Per quanto infatti il caso da affrontare possa essere difficile o emotivamente pesante da sostenere, non si può perdere di vista la situazione relazionale di fronte alla quale si trova l’operatore e all’interno della quale bisogna ricostruire la capacità del soggetto di esserne attore principale.

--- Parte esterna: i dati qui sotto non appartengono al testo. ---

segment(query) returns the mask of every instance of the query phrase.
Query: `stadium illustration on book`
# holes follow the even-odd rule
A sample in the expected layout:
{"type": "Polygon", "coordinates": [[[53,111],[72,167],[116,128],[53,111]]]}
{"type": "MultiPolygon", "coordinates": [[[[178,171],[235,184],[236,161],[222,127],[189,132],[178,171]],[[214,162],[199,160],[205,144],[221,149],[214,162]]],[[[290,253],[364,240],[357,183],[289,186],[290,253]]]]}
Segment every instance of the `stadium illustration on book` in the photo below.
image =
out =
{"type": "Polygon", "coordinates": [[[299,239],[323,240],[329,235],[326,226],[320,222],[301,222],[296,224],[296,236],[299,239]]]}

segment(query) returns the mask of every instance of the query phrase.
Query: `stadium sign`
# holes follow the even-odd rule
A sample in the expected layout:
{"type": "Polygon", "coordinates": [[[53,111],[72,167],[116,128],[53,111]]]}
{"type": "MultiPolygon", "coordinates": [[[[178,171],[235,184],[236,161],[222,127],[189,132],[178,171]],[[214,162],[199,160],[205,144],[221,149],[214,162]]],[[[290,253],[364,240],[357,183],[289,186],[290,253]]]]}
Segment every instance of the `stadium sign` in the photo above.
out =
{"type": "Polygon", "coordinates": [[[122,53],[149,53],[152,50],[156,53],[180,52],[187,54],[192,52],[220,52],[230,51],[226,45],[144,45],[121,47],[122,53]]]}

Una prestazione di tipo formale e burocratizzato rischia inoltre di deformare il rapporto del professionista con l’utente dove quest’ultimo non si sentirà adeguatamente compreso e non riuscirà a sfruttare le dotazioni di cui dispone per risolvere il proprio problema.

Nello specifico ambito della detenzione la situazione si aggrava ulteriormente se si considera che l’utente non è un semplice soggetto bisognoso, ma un individuo già etichettato e stigmatizzato che, nel percorso di reinserimento sociale da intraprendere, deve essere riaccettato in seno alla collettività, la quale riserva spesso molti dubbi circa la sua possibilità di redenzione.

Per questo stesso motivo il lavoro che l’assistente sociale è chiamato a svolgere è ancor più difficile, poiché lavorando a stretto contatto con “materiale umano” altamente fragile, il compito da assolvere richiede molta delicatezza e competenza.

Altra peculiarità tutta italiana è legata al fatto che l’organico degli Uffici di Esecuzione Penale Esterna è costituito unicamente da assistenti sociali: questo aspetto denota una condizione di arretratezza rispetto agli altri Paesi europei i quali hanno intrapreso già da tempo la strada della multiprofessionalità.

La possibilità di confrontarsi e di lavorare in rete con altre professioni infatti consente, in un’ottica sistemica, un approccio di lavoro molto più ampio e completo permettendo a ciascuna professionalità di agire in base alle proprie competenze e in maniera più completa al fine di dare risposta alle diverse esigenze dell’utente in carico.